Eine Verletzung des Vertrauensverhältnisses kann es auch seitens des Arztes geben und auch dieser kann die Behandlung aus bestimmten Gründen abbrechen. Werden beispielsweise permanent Termine oder Terminabsprachen nicht eingehalten oder kommt der Patient nachweislich seiner Mitwirkungspflicht (schlechte Mundhygiene, Ignorieren von Hinweisen) nicht nach, kommt es zuerst zu einer Ermahnung des Patienten durch seine Krankenkasse und bei weiterführenden Missständen zur Kündigung des Behandlungsverhältnisses. Auch in diesem Fall wird der Eigenanteil der Behandlung nicht erstattet.

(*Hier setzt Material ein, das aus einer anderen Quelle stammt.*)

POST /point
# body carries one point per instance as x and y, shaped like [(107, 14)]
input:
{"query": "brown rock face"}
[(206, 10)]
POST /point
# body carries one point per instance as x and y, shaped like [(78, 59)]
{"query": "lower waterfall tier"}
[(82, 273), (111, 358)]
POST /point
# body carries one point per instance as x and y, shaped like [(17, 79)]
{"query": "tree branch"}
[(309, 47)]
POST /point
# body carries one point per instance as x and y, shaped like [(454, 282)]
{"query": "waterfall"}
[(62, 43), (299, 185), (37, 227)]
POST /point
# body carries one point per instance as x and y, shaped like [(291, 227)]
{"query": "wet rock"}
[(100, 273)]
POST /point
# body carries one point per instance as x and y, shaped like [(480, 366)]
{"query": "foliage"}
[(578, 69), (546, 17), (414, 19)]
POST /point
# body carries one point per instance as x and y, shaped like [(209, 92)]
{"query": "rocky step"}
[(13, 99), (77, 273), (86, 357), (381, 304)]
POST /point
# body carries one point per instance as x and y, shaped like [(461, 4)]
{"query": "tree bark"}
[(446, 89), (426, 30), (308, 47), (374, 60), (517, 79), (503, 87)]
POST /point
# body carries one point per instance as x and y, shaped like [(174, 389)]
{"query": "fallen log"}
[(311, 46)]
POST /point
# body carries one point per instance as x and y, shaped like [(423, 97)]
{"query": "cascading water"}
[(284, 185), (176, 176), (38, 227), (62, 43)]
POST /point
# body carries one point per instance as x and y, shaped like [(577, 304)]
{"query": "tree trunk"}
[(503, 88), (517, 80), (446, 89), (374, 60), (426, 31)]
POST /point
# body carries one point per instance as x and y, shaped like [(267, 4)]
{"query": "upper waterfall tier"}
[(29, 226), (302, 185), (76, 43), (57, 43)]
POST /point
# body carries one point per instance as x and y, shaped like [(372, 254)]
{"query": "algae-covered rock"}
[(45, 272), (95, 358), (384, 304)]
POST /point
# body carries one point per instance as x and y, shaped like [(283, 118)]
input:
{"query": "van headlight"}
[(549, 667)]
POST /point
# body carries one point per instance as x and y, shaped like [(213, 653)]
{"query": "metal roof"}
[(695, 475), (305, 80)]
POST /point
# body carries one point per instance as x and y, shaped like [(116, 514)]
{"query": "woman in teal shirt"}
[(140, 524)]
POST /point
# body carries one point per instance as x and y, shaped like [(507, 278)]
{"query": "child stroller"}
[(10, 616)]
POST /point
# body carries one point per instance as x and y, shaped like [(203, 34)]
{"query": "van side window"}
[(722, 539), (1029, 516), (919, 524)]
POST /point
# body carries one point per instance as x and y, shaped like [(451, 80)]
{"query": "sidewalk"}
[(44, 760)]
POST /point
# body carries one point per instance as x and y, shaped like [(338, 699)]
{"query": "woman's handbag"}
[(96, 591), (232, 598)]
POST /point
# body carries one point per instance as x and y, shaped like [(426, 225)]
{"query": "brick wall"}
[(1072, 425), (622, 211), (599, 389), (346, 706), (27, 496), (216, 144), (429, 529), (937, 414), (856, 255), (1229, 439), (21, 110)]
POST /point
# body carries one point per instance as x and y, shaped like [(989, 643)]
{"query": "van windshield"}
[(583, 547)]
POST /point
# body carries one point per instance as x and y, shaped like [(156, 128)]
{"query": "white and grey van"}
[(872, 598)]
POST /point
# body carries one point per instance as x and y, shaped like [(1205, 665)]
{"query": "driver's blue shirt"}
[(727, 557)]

Was passiert mit der Patientenakte?
Bei einem erlaubten Behandlerwechsel werden dem Zweitbehandler alle vorangegangen ärztlichen Dokumente in Kopie ausgehändigt. Die Originale verbleiben dabei immer beim Erstbehandler, denn dieser muss seine Patientenakten 10 Jahre lang zur Nachweispflicht aufbewahren. Der Patient kann diese jedoch zu jeder Zeit im Original einsehen.
Eine Ausnahme machen allerdings Röntgenaufnahmen. Diese werden dem Zweitbehandler im Original übergeben, um den Patienten keiner erneuten Röntgenstrahlenbelastung aussetzen zu müssen.